As with fatness, the remake sanitizes the original’s treatment of race.  The original seeks to align the audience’s empathy with the black characters and against the racist white grownups.  The satirical depiction of racist attitudes (presumably the ones John Waters heard growing up) doesn’t pull any punches.  Velma (Debbie Harry) and Amber try to discredit Tracy by insisting that she is “mulatto”.  Mrs. Pingleton panics when she has to walk through a black neighborhood, and we are cued in to the degree of her bigotry by a tribal drumming score.

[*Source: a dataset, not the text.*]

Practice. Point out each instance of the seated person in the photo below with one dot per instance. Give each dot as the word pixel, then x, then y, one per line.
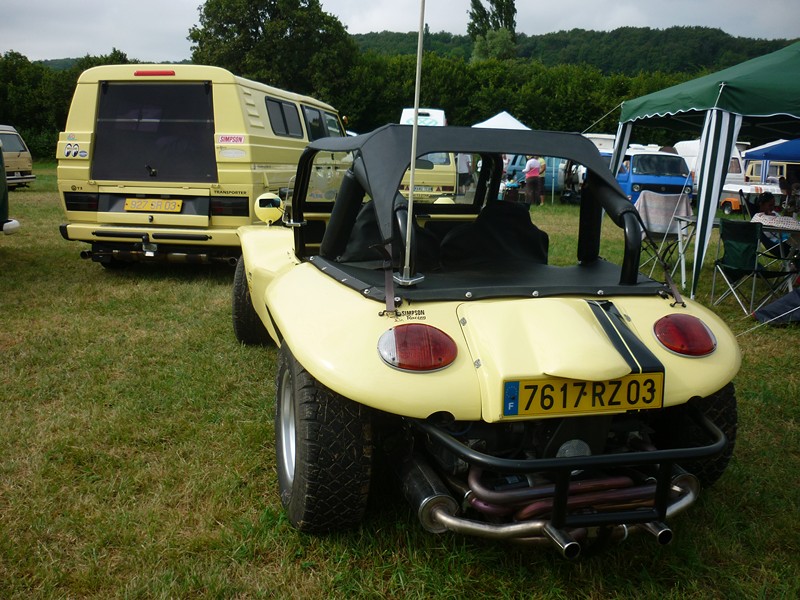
pixel 776 244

These moments are scrubbed out of the remake.   All three antagonists are still assholes, but taking them out of the tasteless, ridiculous light cast by the original only serves to soften the ugliness of their behavior.  Depictions of racism are also far less subtle.  The remake addresses cultural appropriation through a scene where Velma gets angry at the Dynamites for singing a song they wrote on Negro Day because it had previously appeared on a white episode.  This is a far more direct illustration than the original, where Link smarmily informs Tracy, “our souls are black, though our skin is white.”  Having realistic depictions of racism in the film while remaining family friendly creates a problematic need to gloss over certain aspects, such as police brutality.  When Tracy is on the run from the police and seeks shelter at Maybelle’s house, the danger of police backlash Maybelle would risk (to say nothing of her children) is not even a consideration, because they’re so grateful for the allyship Tracy has shown the Negro Day cast for– what?  a week?

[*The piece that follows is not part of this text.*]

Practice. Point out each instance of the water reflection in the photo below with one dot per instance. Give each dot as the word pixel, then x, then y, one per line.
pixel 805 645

Perhaps the most illustrative example of how each film regards outsiders is in the contrast of how the outsiders are portrayed attempting to demonstrate political power.  The protests in the original film are spontaneous, energetic, and disruptive, but their purpose changes from integrating The Corny Collins Show to freeing Tracy when she is sent to reform school.  The remake sees Tracy joining the black community for a somber candlelight march while Maybelle sings the slow, soulful “I Know Where I’ve Been.”  The focus stays on integration, which reduces the problematic aspects of the white savior narrative, but is also devoid of the flamboyant energy that pervades the other scenes.  Abruptly changing the tone of the film to express the black characters’ call for integration feels oddly distancing, as though the scene was added out of a sense of obligatory liberalism, and frames political protest as something that is not only rigidly somber, but embalmed in a specific point in history (i.e. the Sixties, when the Baby Boomers fixed everything before moving on to middle management positions).  A more vivacious protest scene would not only be better suited to a group of teenage dancers demanding their rightful place in rock ‘n roll, but would also be more engaging for the audience.

The moment that best overlaps the spirit of the original Hairspray with the sensibility of the remake is during the climax of the latter, when Inez forces her way onstage during the Miss Hairspray pageant and gains more votes for her dance moves than either Amber or Tracy.  By unapologetically ignoring the arbitrary and stifling rules put in place by white authority figures, Inez expresses herself and achieves her dream of dancing on The Corny Collins Show.  Her victory isn’t hers alone, though:  it is a victory for her marginalized community, and raises the happy ending above individual gain to large-scale progressive change.  But if the remake wants to take the civil rights aspect of the story more seriously, why not step away from the white savior narrative altogether and make Inez the protagonist?  Tracy Turnblad is an amazing fat heroine, but not an appropriate once for a story about racism.